Hosts with the mosts: Getting to grips with SLAs for the cloud
Hey baby, I’m your telephone man
When email is down, businesses cease to function. If the email goes down due to a mishandling of the Exchange server, the appropriate sysadmin is found and duly berated.
Finger pointing exercises are less well defined when email stops working because Gmail is down. Again. In this case the sysadmin in question bears no direct responsibility for the issue. His burden lies through the indirect responsibility of the recommendation to engage Google’s business-class email services.

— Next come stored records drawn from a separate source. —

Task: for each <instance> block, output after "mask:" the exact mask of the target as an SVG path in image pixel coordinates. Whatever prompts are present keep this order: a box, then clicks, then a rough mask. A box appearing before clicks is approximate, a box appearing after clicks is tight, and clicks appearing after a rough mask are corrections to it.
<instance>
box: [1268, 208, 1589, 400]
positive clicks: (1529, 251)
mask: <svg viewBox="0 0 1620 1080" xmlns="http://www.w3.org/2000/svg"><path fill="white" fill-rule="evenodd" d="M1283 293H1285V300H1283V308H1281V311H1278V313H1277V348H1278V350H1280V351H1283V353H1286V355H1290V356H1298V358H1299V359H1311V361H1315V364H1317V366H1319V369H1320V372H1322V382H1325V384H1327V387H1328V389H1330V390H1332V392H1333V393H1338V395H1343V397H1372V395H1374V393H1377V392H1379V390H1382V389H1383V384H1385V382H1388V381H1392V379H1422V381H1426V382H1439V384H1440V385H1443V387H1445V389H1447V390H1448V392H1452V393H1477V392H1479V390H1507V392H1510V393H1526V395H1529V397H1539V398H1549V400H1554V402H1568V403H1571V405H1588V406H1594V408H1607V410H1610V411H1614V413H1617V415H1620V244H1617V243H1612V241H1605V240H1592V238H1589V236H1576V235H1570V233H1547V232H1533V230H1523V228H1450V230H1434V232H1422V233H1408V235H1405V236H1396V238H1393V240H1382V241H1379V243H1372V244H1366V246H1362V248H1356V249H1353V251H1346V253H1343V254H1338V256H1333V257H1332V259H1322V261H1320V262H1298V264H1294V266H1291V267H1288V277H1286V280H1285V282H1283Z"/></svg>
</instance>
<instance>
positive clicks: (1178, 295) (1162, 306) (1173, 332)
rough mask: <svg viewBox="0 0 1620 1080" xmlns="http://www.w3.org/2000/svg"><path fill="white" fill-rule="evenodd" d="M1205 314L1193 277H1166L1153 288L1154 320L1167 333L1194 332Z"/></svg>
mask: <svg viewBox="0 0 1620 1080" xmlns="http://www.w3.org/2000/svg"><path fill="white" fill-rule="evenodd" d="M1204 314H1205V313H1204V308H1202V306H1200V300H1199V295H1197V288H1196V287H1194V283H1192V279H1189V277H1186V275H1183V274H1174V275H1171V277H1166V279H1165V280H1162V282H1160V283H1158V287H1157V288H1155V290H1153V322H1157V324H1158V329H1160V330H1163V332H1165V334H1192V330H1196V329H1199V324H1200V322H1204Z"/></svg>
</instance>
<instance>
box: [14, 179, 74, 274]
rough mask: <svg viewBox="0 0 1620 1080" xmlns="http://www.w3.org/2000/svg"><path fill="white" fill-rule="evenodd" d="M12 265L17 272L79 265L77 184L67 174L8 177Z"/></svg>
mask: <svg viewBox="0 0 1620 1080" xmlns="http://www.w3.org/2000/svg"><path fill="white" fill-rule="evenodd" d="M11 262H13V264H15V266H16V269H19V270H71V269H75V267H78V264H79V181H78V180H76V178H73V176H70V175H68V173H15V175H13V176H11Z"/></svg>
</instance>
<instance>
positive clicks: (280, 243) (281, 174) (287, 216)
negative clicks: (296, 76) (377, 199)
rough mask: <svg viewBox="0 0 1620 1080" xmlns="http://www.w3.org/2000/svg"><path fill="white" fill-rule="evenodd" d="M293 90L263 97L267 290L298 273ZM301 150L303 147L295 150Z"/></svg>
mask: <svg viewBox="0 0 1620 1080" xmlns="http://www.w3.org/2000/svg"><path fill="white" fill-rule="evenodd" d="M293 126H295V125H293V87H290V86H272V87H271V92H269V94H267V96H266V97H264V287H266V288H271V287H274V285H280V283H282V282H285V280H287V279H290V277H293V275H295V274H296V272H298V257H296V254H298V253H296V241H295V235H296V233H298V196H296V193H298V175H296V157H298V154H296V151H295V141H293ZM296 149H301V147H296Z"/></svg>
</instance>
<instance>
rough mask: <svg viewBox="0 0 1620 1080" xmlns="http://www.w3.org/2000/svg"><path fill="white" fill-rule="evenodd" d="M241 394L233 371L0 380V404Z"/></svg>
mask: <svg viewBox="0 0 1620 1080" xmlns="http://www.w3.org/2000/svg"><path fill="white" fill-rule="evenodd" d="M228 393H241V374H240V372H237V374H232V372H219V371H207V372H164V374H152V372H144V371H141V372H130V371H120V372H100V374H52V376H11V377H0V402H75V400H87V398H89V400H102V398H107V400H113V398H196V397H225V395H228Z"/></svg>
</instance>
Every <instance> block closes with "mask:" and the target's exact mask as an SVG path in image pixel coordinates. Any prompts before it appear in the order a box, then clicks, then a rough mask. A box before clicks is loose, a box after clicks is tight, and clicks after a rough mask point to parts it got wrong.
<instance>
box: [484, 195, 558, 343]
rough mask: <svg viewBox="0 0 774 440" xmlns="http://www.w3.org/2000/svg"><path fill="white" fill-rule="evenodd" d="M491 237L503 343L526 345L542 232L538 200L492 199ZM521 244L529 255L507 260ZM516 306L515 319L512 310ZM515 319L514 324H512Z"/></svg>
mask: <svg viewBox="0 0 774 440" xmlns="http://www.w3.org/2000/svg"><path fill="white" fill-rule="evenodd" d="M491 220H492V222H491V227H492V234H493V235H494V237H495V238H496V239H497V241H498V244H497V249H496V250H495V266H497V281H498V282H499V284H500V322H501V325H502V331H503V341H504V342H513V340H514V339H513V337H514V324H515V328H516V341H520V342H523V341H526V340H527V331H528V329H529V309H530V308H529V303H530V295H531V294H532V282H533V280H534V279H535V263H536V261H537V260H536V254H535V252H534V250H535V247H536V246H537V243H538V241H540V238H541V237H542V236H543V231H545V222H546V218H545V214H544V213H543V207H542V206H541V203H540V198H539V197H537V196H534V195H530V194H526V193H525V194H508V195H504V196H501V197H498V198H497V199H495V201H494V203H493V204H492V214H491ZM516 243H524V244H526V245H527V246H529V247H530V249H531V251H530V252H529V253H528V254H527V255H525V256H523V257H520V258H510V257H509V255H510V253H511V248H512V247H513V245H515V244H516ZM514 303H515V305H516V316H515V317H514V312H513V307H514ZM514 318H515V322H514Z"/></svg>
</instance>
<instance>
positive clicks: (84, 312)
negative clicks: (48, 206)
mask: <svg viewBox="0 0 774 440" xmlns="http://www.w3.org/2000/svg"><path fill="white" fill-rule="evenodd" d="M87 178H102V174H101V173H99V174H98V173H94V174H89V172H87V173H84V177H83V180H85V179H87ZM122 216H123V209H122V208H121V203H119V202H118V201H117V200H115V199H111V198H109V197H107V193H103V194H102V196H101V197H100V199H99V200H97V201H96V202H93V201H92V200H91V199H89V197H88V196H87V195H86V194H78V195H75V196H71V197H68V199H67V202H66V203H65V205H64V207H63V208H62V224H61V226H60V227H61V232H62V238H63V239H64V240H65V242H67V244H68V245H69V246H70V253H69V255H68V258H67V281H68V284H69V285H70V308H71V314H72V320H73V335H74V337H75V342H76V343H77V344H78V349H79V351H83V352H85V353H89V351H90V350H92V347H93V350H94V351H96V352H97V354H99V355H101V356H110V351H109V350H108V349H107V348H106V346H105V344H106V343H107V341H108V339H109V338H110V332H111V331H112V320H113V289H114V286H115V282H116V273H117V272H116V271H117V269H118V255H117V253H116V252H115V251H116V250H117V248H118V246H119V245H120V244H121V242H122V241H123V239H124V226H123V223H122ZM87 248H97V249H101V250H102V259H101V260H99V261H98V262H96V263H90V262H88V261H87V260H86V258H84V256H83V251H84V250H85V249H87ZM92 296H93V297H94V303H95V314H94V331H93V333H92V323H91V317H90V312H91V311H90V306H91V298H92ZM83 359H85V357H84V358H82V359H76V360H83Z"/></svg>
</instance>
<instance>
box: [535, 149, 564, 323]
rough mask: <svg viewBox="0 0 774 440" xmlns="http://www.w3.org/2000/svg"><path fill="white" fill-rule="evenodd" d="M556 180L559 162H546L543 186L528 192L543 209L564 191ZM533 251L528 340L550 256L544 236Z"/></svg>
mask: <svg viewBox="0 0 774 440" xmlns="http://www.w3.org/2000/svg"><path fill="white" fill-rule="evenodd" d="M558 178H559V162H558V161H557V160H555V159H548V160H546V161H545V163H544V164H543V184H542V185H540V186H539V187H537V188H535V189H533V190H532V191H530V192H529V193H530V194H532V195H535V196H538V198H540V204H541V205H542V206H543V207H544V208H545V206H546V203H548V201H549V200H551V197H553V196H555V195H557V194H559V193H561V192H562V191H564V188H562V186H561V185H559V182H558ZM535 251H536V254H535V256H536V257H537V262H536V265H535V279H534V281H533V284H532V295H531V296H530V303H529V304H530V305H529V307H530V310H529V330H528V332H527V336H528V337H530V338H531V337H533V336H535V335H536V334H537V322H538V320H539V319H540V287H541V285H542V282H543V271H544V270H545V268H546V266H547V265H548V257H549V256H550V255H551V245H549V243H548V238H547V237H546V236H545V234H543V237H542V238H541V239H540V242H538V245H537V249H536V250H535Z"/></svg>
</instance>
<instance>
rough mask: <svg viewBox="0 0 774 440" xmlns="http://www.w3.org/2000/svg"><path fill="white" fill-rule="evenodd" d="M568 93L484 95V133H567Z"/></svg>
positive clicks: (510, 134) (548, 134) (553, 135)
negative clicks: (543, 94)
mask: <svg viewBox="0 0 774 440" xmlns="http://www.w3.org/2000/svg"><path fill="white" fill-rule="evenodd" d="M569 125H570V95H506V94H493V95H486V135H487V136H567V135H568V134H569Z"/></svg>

A sysadmin caught in this particular trap can do little. He neither controls the servers in question, nor is there any method of ensuring an appropriate Google sysadmin on the job. Google quite famously doesn’t take phone calls. A calm reminder about how to make use of whatever backups and contingencies exist is all a sysadmin in such a situation can muster. One can only trust that Google will live up to its Service Level Agreement (SLA).
It is perhaps unfair to single out Google for this theoretical exercise; it has proven able to live up to its SLA. It offers a massive array of services with outages so short and infrequent that each one is news. Google has become the poster child for upholding a punishing SLA.
It is also the poster child for “not getting it” regarding customer service. Microsoft earns some points over Google here; though limited, it offers phone and live chat and even Twitter support for many of its services.
Amazon offers yet another approach; you may pay for whichever level of support you feel appropriate. One-on-one online support is available starting with the basic support package. Phone support starts at $400 and goes up from there. Still others hosted providers seem to treat support as nothing more than a public relations requirement.
Trust in me
Regardless of how well executed the technical requirements of an SLA, there is a sense of helplessness experienced by those asked to trust in that SLA. People aren’t very good at bearing statistical uptime in mind when a critical service goes down at an inconvenient time. The quality and type of customer service are an important – though often neglected – consideration to any hosted service SLA.
Such feelings may not be entirely rational, but they are human. People need to feel in control. When something goes wrong, it is simply not enough to fix it quickly. We require reassurance that the problem is acknowledged and being worked on. A timeframe for repairs is vital; downtime costs money and past a certain point backup plans need to be engaged.
Some of the support issues legitimately can be solved through automation. Services dashboards let customers know that an outage is known and being worked on, even in cases where live support is not offered. Google and Microsoft both offer serviceable examples. Google Apps has a status page for select applications. Microsoft’s Windows Live services are similarly monitored. Microsoft’s Azure cloud also has a comprehensive offering.
How these status pages are handled is critical. Consider both Google’s approach to an incident on 2011-03-09 and Microsoft’s approach to an incident on 2011-03-16. In both cases, incidents were handled with professionalism. As soon as the support desk became aware of the incident it was reflected on the status page. Users that knew about the status pages – and checked them – were kept in the loop throughout both outages.
As professional as both this approach is, its real world serviceability has limits. Automated support is completely inadequate when downtime is costing your business thousands – or millions – of dollars an hour.
Hosted cloud services are risky. The right SLA is critical to the success of hosted services in your organisation. Selecting a provider with the right mix of support options is as vital as selecting one that can deliver on their promises of high uptime.
Trevor Pott is a sysadmin for a small-ish company based in Edmonton, Canada.